A TIME FOR SIMPLICITY
Briefly, one needs intermolecular forces to dissolve soils, and intermolecular forces produce surface tension forces.

THE SCIENCE OF SOLUBILITY
Ideas of Professor Joel Henry Hildebrand (1881-1983, University of California, Berkeley), and the work derived from them, allowed development of a useful system of solubility characterization. Hildebrand’s basic idea was that dissolution (or solubility) occurs when there is an energy match within a fluid.

Specifically, the attractive interaction energy of the solvent molecules must approximate the attractive intermolecular energy in the solute (soil). Hildebrand showed that these energy requirements were at a minimum if the solute (soil)and solvent exerted the same forces upon one another.

Hildebrand created a parameter, named after him, which quantifies the level of intermolecular force so that solvents can be matched with soils. Higher values of the Hildebrand Solubility Parameter (HSP) have higher values of intermolecular force—what’s often wanted in cleaning operations.

THE SCIENCE OF SURFACE TENSION
Surface tension is another effect of the intermolecular forces within solvent molecules.

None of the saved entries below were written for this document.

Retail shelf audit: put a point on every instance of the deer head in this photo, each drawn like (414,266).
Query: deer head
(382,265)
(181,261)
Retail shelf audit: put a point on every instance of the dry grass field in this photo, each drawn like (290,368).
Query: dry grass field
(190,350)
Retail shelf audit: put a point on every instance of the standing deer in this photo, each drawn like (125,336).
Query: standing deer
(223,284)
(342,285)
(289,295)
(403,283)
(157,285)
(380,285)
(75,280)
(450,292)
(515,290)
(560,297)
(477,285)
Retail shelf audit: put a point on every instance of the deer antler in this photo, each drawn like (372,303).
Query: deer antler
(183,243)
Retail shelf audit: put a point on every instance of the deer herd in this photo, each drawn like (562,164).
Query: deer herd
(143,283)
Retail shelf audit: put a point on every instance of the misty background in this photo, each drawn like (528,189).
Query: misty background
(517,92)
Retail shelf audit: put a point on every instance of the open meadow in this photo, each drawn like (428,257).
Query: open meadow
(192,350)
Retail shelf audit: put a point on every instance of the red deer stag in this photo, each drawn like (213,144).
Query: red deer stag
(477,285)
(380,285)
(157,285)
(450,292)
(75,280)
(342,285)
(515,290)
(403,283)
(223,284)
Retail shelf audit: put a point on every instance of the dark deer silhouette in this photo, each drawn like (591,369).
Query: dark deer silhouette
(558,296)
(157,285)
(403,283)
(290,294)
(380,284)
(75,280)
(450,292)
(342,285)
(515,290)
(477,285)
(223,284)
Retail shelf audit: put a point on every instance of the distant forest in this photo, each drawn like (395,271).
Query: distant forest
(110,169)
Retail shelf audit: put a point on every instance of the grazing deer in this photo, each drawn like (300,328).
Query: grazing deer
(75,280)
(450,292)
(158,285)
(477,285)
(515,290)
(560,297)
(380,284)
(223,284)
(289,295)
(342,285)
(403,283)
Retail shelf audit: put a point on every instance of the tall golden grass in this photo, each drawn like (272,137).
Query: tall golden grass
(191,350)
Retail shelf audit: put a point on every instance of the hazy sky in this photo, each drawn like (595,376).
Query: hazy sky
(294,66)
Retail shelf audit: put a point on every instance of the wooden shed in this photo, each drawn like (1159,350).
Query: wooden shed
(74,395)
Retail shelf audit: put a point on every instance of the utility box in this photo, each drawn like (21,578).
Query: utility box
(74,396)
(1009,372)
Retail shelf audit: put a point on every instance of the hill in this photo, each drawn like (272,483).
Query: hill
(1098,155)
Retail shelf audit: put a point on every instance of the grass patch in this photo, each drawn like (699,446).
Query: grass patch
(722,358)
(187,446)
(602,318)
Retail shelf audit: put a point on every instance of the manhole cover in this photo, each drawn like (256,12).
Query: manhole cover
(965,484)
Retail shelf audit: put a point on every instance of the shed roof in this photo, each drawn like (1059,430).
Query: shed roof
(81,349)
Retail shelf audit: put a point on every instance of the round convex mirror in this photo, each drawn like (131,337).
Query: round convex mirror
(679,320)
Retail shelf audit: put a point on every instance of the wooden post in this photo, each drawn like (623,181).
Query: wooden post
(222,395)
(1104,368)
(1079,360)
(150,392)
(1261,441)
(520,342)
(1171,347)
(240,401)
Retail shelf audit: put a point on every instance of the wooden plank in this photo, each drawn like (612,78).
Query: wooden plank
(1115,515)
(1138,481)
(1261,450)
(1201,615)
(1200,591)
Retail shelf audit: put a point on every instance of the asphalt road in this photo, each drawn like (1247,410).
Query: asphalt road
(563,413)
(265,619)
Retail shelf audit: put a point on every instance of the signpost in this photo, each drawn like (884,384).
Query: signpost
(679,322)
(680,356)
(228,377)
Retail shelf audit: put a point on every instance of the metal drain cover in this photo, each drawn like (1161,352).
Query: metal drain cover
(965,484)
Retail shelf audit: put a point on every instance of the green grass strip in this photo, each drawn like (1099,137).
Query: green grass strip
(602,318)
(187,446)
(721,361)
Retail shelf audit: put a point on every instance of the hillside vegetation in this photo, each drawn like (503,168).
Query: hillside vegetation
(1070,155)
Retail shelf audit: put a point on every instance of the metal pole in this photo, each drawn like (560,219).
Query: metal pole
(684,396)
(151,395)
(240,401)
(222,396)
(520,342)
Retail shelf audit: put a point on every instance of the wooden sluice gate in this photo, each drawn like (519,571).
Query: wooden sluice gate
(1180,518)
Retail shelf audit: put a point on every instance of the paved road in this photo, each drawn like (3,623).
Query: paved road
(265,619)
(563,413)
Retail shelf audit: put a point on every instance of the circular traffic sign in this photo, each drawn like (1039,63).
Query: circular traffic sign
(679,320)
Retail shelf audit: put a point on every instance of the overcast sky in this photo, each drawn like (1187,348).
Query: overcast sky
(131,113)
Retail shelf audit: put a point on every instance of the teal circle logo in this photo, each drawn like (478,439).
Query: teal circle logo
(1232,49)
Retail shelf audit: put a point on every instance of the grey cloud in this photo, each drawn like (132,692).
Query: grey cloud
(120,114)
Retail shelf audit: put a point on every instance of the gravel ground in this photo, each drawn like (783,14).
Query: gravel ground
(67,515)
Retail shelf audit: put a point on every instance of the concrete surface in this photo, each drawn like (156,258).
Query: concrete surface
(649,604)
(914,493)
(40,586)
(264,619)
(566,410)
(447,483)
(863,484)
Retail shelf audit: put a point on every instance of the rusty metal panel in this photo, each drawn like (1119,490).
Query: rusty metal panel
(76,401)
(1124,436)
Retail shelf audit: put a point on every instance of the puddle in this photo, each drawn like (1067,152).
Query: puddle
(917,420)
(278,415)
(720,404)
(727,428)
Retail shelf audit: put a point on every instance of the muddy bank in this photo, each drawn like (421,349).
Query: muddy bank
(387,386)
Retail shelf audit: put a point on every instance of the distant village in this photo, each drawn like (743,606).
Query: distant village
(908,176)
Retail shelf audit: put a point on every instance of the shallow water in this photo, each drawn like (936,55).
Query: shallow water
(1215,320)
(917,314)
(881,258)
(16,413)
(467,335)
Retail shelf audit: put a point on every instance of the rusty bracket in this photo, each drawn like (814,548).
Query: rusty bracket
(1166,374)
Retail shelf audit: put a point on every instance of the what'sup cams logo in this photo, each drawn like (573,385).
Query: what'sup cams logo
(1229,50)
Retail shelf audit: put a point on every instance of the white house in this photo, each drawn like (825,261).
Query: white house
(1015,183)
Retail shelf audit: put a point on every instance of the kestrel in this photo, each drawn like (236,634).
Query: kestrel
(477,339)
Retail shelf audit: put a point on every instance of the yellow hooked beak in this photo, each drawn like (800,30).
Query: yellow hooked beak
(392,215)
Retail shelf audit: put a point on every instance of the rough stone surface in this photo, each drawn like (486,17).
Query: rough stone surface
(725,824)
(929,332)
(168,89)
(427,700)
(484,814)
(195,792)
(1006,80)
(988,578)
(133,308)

It may seem trivial, but there is no surface tension in the bulk mass of a fluid. It is only at a surface where there is an unbalanced force. At a liquid surface, solvent molecules are pulled inwards by other molecules deeper inside the liquid, and much less so by the molecules in the adjacent medium(vacuum, air, a solid surface, or another liquid).

Molecules at a boundary have fewer neighbors than interior molecules. They exist in a higher state of energy. Minimization of solvent energy, at a given temperature and pressure, means minimization of the number of surface molecules. In otherwords, the thermodynamic state of minimum energy requires a minimum of surface area—the surface with the “smoothest” curvature.

So, solvents with high levels of intermolecular forces have high values surface tension—what’s not wanted in cleaning operations.